Dans la province russe, le ballet comme bulle pour deux danseurs japonais
Pointes, demi-pointes, entrechats: Jotaro et Harouka, deux danseurs japonais installés à Nijni-Novgorod, en Russie, l'une des scènes historiques du ballet, vivent entièrement au rythme de leur art, même si la guerre en Ukraine s’invite parfois dans leur quotidien.
Jotaro Kanazasi, 32 ans, a choisi de s'établir il y a 14 ans en Russie, terre du Bolchoï de Moscou et du Mariinsky de Saint-Pétersbourg, pour se réaliser "pleinement comme danseur", comme il l'explique dans un russe assez rudimentaire.
Le sorcier maléfique Rothbart dans "Le Lac des cygnes" de Tchaïkovski, Albrecht dans "Giselle" d'Adolphe Adam... Jotaro enchaîne les rôles en tant que premier danseur au théâtre d’opéra et de ballet de Nijni-Novgorod, à 400 km à l'est de Moscou.

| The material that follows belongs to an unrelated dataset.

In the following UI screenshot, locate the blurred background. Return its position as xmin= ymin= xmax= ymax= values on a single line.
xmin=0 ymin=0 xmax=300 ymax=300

"J’adore le ballet russe et j’ai toujours voulu devenir danseuse, mais il n’existe pas d’école nationale de ballet au Japon, c’est pour cela que j’ai choisi la Russie", explique sa compatriote Harouka Takemi, 20 ans, installée en Russie depuis six ans.
Plongés dans leur vie de danseurs professionnels, Harouka et Jotaro avouent ne pas être particulièrement touchés par l’actualité et la guerre que Moscou mène en Ukraine depuis février 2022.
Depuis le début de l'offensive, de nombreux danseurs étrangers ont quitté la Russie, et certains Russes, dont la danseuse étoile du Bolchoï, Olga Smirnova, sont aussi partis.
- "Rester en contact" -
"C’est ma mère qui m’envoie tout le temps des articles sur la Russie, sur l’actualité, sur ce qui se passe ici, pour que je sois aussi au courant", explique Harouka, dont le pays d'origine, le Japon, soutient l’Ukraine depuis le début de l’offensive russe et s’est aligné sur les sanctions occidentales contre Moscou.
"Je suis soit au théâtre, soit à la maison, puis encore au théâtre. Je travaille tout le temps et je ne pense presque qu’au ballet", ajoute la danseuse, précisant que ce sont ses proches qui "s’inquiètent" pour elle.
En réponse aux bombardements meurtriers menés quasi-quotidiennement par l’armée russe, l’Ukraine frappe régulièrement des cibles en Russie, affirmant viser des sites militaires mais aussi énergétiques afin de réduire la capacité de Moscou à financer son offensive.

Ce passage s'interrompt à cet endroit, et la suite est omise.